Cybersecurity for IIOT and Industry 4.0

Sathish Kumar, PhD | Biography
Electrical Engineering and Computer Science Department and lab Intelligent Secure Cyber-Systems Analytics and Applications Research (ISCAR) Lab

Keywords: Cybersecurity; Machine Learning; IoT; Blockchain

Description

Cybersecurity

Cybersecurity is the protecting of one from cyber threats in systems, networks or any digital application.

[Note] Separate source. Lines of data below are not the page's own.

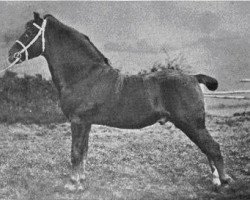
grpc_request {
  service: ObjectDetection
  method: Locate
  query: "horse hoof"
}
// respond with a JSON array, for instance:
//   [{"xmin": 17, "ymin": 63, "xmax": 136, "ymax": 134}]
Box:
[
  {"xmin": 79, "ymin": 174, "xmax": 86, "ymax": 183},
  {"xmin": 221, "ymin": 175, "xmax": 234, "ymax": 185},
  {"xmin": 213, "ymin": 178, "xmax": 221, "ymax": 190}
]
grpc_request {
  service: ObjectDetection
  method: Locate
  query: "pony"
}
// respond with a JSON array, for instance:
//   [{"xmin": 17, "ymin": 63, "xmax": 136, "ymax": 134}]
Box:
[{"xmin": 9, "ymin": 12, "xmax": 232, "ymax": 189}]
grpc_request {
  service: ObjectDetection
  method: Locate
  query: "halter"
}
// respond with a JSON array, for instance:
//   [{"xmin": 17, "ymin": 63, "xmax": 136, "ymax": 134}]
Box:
[
  {"xmin": 15, "ymin": 19, "xmax": 47, "ymax": 61},
  {"xmin": 0, "ymin": 19, "xmax": 47, "ymax": 73}
]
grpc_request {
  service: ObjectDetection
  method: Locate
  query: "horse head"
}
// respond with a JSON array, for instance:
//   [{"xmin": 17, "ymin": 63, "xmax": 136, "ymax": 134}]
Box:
[{"xmin": 9, "ymin": 12, "xmax": 46, "ymax": 63}]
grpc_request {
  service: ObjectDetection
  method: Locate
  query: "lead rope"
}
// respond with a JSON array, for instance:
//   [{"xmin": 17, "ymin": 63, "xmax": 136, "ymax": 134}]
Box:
[{"xmin": 0, "ymin": 19, "xmax": 47, "ymax": 73}]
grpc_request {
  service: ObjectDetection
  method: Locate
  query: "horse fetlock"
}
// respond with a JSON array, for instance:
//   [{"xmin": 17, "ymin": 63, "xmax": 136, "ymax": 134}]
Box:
[{"xmin": 221, "ymin": 174, "xmax": 234, "ymax": 184}]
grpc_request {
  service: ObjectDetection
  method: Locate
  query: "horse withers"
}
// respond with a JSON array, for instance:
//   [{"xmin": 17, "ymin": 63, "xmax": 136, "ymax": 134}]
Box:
[{"xmin": 9, "ymin": 13, "xmax": 232, "ymax": 189}]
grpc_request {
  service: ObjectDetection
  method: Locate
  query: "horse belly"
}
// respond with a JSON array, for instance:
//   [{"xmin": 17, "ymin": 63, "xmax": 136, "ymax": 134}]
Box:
[{"xmin": 104, "ymin": 95, "xmax": 159, "ymax": 129}]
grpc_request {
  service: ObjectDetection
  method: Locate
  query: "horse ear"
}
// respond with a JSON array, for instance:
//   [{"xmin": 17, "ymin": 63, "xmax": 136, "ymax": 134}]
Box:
[{"xmin": 33, "ymin": 12, "xmax": 41, "ymax": 21}]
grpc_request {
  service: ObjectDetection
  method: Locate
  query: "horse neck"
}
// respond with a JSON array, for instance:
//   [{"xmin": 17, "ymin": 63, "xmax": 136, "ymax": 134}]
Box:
[{"xmin": 43, "ymin": 19, "xmax": 111, "ymax": 91}]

Three main goals of cybersecurity are:

  • Confidentiality: Keeping confidential information private.
  • Integrity: Ensuring the consistency, precision and credibility of the information.
  • Availability: Ensuring the information should be available to approved entities consistently and readily.
Reference: Security Challenges on the Way Towards Smart Manufacturing , H. He, IoT Security Foundation White Paper, April 2016. Retrieved May 2021 online.
Business Applications
  • Confidentiality: Eavesdropping attacks due to fake reader will have the ability to read confidential tag data
  • Integrity: Poisoning methods that compromise data or the models that use the data could have significant effects on the physical integrity of the plant or the quality of its output
  • Availability: Attacks such as Denial of Service (DoS) can deny the availability of assets such as a network, a system device, or any computational resources to legitimate users and has the potential to shutdown manufacturing process for extended period of time.
 
Case Study

Introduction:

  • Manufacturers use RFID (Radio Frequency Identification) technology to track and handle thousands of supplies.
  • RFID plays an important role in IIOT and Industry 4.0 in the context of smart manufacturing.

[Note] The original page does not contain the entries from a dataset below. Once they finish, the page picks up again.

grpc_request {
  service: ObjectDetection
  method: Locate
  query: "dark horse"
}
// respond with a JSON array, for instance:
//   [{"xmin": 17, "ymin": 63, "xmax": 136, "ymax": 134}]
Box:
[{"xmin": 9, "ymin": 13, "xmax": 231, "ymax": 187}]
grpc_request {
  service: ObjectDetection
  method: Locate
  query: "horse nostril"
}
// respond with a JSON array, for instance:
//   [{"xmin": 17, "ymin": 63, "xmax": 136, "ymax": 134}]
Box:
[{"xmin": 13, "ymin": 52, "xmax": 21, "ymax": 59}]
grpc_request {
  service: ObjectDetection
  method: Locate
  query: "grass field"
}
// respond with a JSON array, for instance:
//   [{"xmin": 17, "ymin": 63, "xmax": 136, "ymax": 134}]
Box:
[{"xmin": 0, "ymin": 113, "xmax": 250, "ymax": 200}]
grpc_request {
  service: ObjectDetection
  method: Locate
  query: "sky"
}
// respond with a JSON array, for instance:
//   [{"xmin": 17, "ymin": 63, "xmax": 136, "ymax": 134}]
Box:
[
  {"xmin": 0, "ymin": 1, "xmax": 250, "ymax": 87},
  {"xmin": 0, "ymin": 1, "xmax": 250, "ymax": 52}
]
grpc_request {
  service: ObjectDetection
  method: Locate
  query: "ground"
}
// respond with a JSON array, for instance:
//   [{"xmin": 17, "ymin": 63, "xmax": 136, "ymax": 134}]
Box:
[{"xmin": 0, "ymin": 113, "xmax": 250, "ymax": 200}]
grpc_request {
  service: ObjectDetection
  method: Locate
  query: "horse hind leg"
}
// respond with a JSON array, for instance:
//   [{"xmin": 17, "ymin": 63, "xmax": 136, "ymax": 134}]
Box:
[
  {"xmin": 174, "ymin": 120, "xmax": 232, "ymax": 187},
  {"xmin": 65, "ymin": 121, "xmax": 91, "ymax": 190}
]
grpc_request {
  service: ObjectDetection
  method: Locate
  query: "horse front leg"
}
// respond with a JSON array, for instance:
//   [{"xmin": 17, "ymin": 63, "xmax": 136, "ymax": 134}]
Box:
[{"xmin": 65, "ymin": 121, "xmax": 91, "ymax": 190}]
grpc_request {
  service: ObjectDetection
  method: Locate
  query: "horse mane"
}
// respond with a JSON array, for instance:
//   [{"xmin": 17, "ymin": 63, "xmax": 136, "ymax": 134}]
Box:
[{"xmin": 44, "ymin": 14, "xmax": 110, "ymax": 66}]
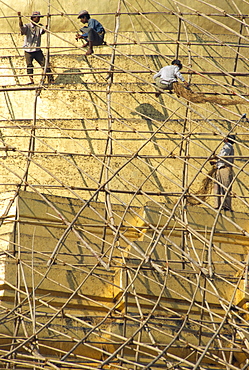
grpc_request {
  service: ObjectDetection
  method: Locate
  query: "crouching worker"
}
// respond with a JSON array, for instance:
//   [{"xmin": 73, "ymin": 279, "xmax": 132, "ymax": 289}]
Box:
[
  {"xmin": 153, "ymin": 59, "xmax": 189, "ymax": 97},
  {"xmin": 17, "ymin": 12, "xmax": 54, "ymax": 84},
  {"xmin": 76, "ymin": 10, "xmax": 105, "ymax": 55}
]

Problem - Eavesdropping Attacks:

  • RFID readers sends request to RFID tags to check their identity information.
  • Reader reads information sent by the tag and verify it with the stored data in the server.
  • However, most of the RFID tags cannot discriminate between valid RFID reader and fake RFID reader.
  • Attacker with fake RFID reader will be able to sniff out the confidential information.

Solution:

  • Eavesdropping attacks can be defended through the encryption of the RFID communication channel.
  • Another simple remedy is to avoid storing data on the tag unnecessarily.
  • Secure transmission of tags' IDs can be achieved using anti-collision protocols
-Mitrokotsa, Aikaterini, Melanie R. Rieback, and Andrew S. Tanenbaum. "Classifying RFID attacks and defenses." Information Systems Frontiers 12.5 (2010): 491-505
 
-Quan, Cheng-Hao, Won-Kee Hong, and Hie-Cheol Kim. "Performance analysis of tag anti-collision algorithms for RFID systems." International Conference on Embedded and Ubiquitous Computing. Springer, Berlin, Heidelberg, 2006.
Reference: Li, Xuran, et al. "An analytical study on eavesdropping attacks in wireless nets of things." Mobile Information Systems 2016 (2016). Accessed online.